Anyone can take one look at this Mark Wahlberg thriller (dumped into the Friday the 13th slot in mid-JANUARY no less) and tell it’s going to be generic. They can listen to some random thug threaten his wife and Wahlberg scowl “Don’t you ever talk about my wife. You go near my kids, I’ll kill you” and know exactly what they’re in for. You know a movie like this before you even go into it, but watch it anyway, because, hell, it’s January, it’s a dumping ground for the crappiest movies, and if you find one that’s not awful then what else are you going to do?
What Works: This movie’s not awful. Predictable? Absolutely. Dime a dozen generic? You bet. Not very good? It’s fair to say that. Not good at all? Maybe. But awful? No. There’s a couple of good sequences involving smuggling counterfeit bills, a Jackson Pollack painting stolen from an armored car, and drugs, and of course Wahlberg is excellent in a role he could now do in his sleep. Also I liked Giovanni Ribsi’s over-acting as a lively cajun thug and Diego Luna also excels at playing a Panamanian thug.
What Doesn’t Work: This is a C-grade thriller I won’t remember in two weeks and had a hard time remembering on the walk back from the theater. It entertains in the dead zone that is mid-January (a notoriously awful time for new movies) but I don’t see it working quite as well a few months from now with stiffer competition.

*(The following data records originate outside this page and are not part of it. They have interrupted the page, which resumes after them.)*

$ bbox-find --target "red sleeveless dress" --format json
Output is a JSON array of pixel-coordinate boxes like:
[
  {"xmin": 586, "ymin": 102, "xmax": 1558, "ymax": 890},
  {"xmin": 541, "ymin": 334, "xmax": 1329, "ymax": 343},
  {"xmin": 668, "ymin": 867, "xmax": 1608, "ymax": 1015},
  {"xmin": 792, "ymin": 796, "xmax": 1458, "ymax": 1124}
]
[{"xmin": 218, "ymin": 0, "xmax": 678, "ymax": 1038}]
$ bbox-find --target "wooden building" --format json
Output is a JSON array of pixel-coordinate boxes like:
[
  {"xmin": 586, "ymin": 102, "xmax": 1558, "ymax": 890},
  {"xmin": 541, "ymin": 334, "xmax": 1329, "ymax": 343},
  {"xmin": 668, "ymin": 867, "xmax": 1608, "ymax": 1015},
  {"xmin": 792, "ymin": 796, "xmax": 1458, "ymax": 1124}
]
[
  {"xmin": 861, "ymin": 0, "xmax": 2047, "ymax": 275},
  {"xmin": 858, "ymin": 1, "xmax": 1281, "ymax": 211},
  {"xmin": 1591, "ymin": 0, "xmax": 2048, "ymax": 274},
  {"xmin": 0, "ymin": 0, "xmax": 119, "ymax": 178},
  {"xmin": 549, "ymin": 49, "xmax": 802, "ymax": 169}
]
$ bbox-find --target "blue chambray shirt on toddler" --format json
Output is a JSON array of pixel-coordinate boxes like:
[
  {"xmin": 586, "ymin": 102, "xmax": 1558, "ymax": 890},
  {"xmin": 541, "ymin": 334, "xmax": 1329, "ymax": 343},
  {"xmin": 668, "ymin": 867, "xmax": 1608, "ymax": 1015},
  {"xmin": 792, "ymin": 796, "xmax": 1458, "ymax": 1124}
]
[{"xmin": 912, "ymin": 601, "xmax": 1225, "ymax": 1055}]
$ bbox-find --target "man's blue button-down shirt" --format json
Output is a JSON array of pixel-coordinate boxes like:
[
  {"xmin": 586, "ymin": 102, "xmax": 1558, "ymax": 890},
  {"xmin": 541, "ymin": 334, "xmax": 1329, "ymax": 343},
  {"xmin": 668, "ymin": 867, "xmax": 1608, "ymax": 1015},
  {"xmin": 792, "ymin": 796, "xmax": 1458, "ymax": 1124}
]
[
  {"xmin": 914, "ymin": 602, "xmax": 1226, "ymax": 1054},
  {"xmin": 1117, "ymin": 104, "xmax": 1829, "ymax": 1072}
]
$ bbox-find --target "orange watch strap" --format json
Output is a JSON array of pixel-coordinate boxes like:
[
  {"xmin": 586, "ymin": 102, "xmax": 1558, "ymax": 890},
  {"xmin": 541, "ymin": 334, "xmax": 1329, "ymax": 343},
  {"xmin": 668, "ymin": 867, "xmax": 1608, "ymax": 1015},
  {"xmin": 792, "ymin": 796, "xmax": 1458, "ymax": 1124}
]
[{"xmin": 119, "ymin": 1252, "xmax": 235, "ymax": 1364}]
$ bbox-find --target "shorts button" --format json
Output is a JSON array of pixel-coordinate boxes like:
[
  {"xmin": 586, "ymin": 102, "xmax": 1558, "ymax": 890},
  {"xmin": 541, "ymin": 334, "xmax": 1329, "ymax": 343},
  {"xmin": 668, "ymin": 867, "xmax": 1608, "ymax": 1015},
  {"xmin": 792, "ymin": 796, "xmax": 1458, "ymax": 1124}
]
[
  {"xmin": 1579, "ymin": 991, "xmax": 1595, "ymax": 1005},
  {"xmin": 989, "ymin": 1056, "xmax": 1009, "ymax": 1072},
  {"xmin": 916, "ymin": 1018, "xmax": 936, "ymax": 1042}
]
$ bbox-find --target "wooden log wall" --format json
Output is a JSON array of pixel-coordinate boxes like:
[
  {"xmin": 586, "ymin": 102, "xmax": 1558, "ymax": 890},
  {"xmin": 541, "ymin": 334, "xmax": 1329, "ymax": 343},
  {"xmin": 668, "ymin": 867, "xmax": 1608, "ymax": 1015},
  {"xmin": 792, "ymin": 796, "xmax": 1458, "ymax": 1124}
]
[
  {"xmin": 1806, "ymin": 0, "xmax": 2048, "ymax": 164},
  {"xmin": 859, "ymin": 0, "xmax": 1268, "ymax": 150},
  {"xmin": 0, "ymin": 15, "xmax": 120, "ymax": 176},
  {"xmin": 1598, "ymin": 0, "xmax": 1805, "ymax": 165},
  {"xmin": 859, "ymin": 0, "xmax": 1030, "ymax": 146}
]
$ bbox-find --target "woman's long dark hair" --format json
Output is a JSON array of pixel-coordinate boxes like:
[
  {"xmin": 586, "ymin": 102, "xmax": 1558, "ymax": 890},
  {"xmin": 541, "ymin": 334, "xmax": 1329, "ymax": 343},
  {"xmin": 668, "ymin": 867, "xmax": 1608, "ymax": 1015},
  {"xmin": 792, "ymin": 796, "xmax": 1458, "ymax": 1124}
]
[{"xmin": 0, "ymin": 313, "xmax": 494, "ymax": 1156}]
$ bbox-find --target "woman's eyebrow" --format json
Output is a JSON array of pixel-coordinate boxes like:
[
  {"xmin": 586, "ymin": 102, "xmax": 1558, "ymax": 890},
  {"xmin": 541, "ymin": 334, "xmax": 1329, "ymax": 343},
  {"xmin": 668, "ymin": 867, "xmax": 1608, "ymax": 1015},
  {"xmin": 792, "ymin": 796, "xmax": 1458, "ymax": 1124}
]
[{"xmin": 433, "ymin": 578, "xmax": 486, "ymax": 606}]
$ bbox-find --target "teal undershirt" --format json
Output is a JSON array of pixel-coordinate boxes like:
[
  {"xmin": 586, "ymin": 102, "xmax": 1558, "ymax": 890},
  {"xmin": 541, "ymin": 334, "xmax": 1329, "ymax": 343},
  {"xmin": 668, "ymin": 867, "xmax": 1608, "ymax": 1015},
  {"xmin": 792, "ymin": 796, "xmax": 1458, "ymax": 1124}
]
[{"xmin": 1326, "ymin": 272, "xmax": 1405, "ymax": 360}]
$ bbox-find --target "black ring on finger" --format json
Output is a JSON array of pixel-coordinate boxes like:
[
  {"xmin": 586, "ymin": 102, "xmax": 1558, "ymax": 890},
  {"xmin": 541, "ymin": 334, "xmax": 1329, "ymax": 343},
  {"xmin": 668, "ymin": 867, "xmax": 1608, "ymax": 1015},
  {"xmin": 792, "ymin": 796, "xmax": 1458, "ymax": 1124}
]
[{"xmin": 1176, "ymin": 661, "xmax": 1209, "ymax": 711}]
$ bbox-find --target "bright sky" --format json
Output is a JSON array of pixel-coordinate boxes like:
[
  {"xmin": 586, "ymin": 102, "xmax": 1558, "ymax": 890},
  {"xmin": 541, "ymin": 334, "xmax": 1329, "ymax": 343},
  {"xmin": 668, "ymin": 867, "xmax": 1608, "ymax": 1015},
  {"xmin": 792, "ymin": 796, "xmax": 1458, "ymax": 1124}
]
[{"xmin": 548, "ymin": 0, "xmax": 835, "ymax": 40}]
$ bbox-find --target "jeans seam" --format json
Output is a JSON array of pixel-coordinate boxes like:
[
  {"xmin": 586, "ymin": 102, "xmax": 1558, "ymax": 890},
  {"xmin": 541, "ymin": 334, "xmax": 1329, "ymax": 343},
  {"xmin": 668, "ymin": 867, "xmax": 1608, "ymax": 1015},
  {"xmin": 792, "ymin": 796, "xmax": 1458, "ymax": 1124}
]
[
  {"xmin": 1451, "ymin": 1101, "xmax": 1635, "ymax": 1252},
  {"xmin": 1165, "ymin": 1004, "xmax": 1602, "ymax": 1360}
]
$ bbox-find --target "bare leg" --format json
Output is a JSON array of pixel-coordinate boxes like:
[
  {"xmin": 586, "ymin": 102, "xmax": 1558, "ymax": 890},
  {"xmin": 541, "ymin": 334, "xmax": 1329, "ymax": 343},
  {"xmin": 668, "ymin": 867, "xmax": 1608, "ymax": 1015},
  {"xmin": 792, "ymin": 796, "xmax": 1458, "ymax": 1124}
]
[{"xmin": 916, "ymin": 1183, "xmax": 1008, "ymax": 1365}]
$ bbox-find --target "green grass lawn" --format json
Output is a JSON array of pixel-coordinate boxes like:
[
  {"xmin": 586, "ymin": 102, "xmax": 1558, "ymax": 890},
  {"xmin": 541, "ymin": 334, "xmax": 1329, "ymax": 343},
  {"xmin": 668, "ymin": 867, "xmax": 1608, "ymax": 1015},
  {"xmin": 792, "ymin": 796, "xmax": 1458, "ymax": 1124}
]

What I Would Have Done Differently: The stuff in this film about smuggling feels fresh and new. By now we’ve seen a thousand movies about criminals, but I can’t remember a film solely about people who smuggle things in on boats, and I think if this movie had really delved deeper into that instead of getting lost in generic action movie stuff, it would have been B grade instead of C grade. I still welcome a good director like Soderbergh or Michael Mann coming along to make that great smuggling movie one day.